The following table details the components of the feature vector. Features are extracted at both the frame level (from the first 8 frames) and the overall video level.
| # | Name | Measurement Level | Count | Total Count |
|---|---|---|---|---|
| 1 | Total bits (All, MV Blocks, Non-MV Blocks) | Frames | 3 | 24 |
| 2 | TransformType percentage | Frames | 16 | 128 |
| 3 | Compound mode (Avg, Wedge, Diffwtd) | Frames | 3 | 24 |
| 4 | IntraBC Percentage (1/0) | Frames | 2 | 16 |
| 5 | Palette modes (8 colours) | Frames | 8 | 64 |
| 6 | UV Palette modes (8 colours) | Frames | 8 | 64 |
| 7 | Skip Mode Percentage (1/0) | Frames | 2 | 16 |
| 8 | Per-Component Distribution (Symbols) | Frames | 20 | 160 |
| 9 | BlockSize distribution | Video | 22 | 22 |
| 10 | Transform Size | Video | 19 | 19 |
| 11 | Transform Type | Video | 16 | 16 |
| 12 | UV Inter Prediction Mode | Video | 15 | 15 |
| 13 | Inter Pred mode Types | Video | 26 | 26 |
| 14 | Motion Pred Types (Translational, OBMC, Wrapped) | Video | 3 | 3 |
| 15 | Compound mode (Avg, Wedge, Diffwtd) | Video | 3 | 3 |
| 16 | IntraBC Percentage (1/0) | Video | 2 | 2 |
| 17 | Palette modes (8 colours) | Video | 8 | 8 |
| 18 | UV Palette modes (8 colours) | Video | 8 | 8 |
| 19 | Reference Frame Type | Video | 9 | 9 |
| 20 | Inter-Pred Filter (Dual-Filter) | Video | 9 | 9 |
| 21 | Skip Mode Percentage (1/0) | Video | 2 | 2 |
| 22 | Per-Component Distribution (Symbols) | Video | 25 | 25 |
| 23 | MV Stats (mean, min, max, stddev, kurtosis, skew) | Video | 6 | 6 |
| 24 | All-Frames VCA {mean, min, max, stddev, 25%, 50%, 75%} | Video | 21 | 21 |
| 25 | I-Frame VCA {mean, min, max, stddev, 25%, 50%, 75%} | Video | 21 | 21 |
| 26 | Non-I Frame VCA {mean, min, max, stddev, 25%, 50%, 75%} | Video | 21 | 21 |
| 27 | Video Metadata (bitrate_kbps, duration, etc.) | Video | 6 | 6 |
| 28 | Clippie Embedding | Video | 16 | 16 |
| Total Length | 754 |
Feature is extracted using inspect tool of libaom-av1.
Sample CLI
inspect $INPUT.ivf --all -x > $INPUT-stats.json
For bitstream feature analysis, AV1 symbols are grouped into functional categories to analyze bit allocation and computational complexity.

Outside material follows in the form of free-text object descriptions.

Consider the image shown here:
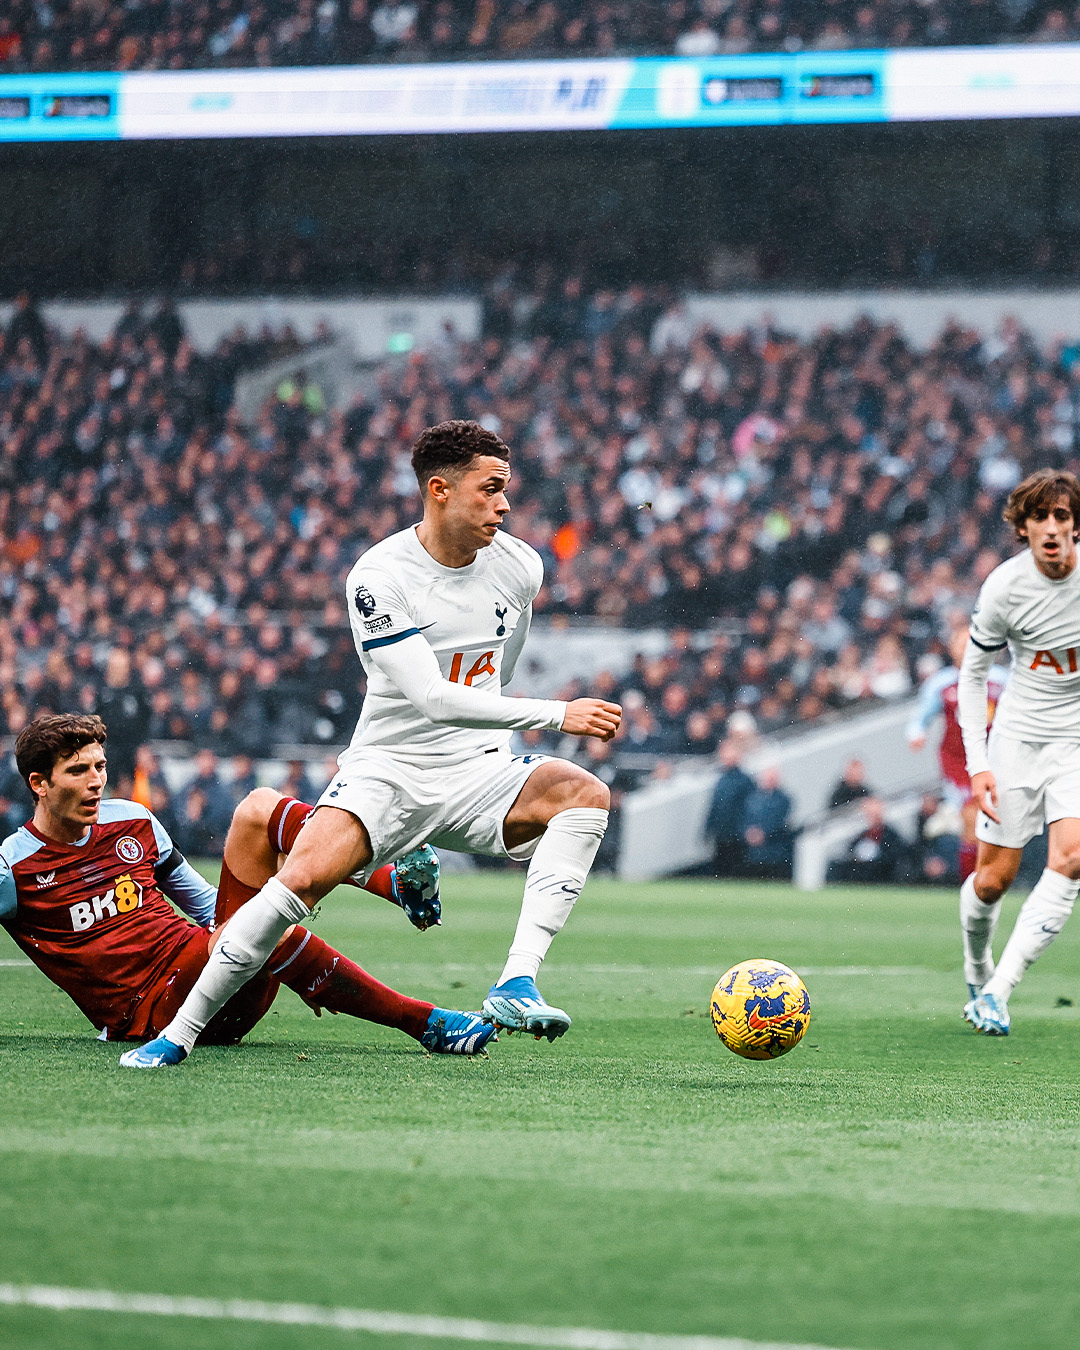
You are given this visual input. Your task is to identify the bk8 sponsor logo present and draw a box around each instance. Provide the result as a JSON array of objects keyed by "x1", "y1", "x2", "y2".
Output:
[{"x1": 69, "y1": 873, "x2": 143, "y2": 932}]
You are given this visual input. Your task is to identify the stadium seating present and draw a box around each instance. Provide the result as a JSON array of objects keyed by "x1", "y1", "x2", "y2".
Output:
[
  {"x1": 3, "y1": 287, "x2": 1068, "y2": 795},
  {"x1": 0, "y1": 0, "x2": 1060, "y2": 74}
]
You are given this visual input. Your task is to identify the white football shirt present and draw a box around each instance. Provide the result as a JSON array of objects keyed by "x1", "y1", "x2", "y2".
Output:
[
  {"x1": 968, "y1": 549, "x2": 1080, "y2": 742},
  {"x1": 341, "y1": 525, "x2": 566, "y2": 765}
]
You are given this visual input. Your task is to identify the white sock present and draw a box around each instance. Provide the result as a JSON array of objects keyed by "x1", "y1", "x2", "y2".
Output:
[
  {"x1": 498, "y1": 807, "x2": 608, "y2": 985},
  {"x1": 960, "y1": 873, "x2": 1001, "y2": 989},
  {"x1": 982, "y1": 868, "x2": 1079, "y2": 1001},
  {"x1": 163, "y1": 877, "x2": 309, "y2": 1052}
]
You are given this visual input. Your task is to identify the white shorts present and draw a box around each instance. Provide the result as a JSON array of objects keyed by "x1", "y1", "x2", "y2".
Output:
[
  {"x1": 315, "y1": 747, "x2": 551, "y2": 878},
  {"x1": 976, "y1": 733, "x2": 1080, "y2": 850}
]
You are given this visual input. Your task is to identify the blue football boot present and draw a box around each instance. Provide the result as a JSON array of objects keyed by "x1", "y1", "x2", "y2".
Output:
[
  {"x1": 118, "y1": 1035, "x2": 188, "y2": 1068},
  {"x1": 420, "y1": 1009, "x2": 498, "y2": 1055},
  {"x1": 391, "y1": 845, "x2": 441, "y2": 931},
  {"x1": 964, "y1": 990, "x2": 1011, "y2": 1035},
  {"x1": 482, "y1": 976, "x2": 571, "y2": 1041}
]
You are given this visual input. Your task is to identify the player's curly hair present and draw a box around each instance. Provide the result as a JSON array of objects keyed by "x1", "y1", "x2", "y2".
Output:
[
  {"x1": 15, "y1": 714, "x2": 108, "y2": 788},
  {"x1": 411, "y1": 419, "x2": 510, "y2": 490}
]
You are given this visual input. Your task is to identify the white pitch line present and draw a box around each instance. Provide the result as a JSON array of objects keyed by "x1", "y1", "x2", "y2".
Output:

The following table lists these categories and their corresponding symbol names.
| Category | Symbol Names |
|---|---|
| Block Structure and Partitioning | read_partition, read_delta_qindex |
| Prediction Mode Symbols | read_intra_mode, read_intra_mode_uv, read_filter_intra_mode_info, read_angle_delta, read_skip_txfm |
| Transform and Coefficient Processing | read_selected_tx_size, av1_read_tx_type, read_coeffs_txb, read_coeffs_reverse_2d, read_coeffs_reverse |
| Restoration and Filtering | loop_restoration_read_sb_coeffs, read_sgrproj_filter, read_wiener_filter, read_cdef |
| Palette Mode Symbols | read_palette_mode_info, read_palette_colors_y, read_palette_colors_uv, decode_color_map_tokens |
| Chroma from Luma (CfL) Processing | cfl:signs, cfl:alpha_u, cfl:alpha_v |
| Entropy Coding Helpers | av1_read_uniform, read_golomb |
This work introduced LiteVPNet to predict QP parameters for quality-constrained encoding with AV1 in cinema production. The system is an efficient neural network that combines diverse feature sets, including bitstream statistics, VCA, and semantic CLIP embeddings, processed via a self-attention-based model. It achieves state-of-the-art performance, demonstrated by a mean QP MAE of 4.5 and a mean VMAF MAE of 1.0. Furthermore, our results in a sense highlight the non-linearity inherent in R/D optimisation: moderate QP variations (errors of 3.9-5.1) yield considerably smaller VMAF errors (0.8-1.2), indicating precise perceptual control. Future work will include dynamic resolution and support for HDR videos.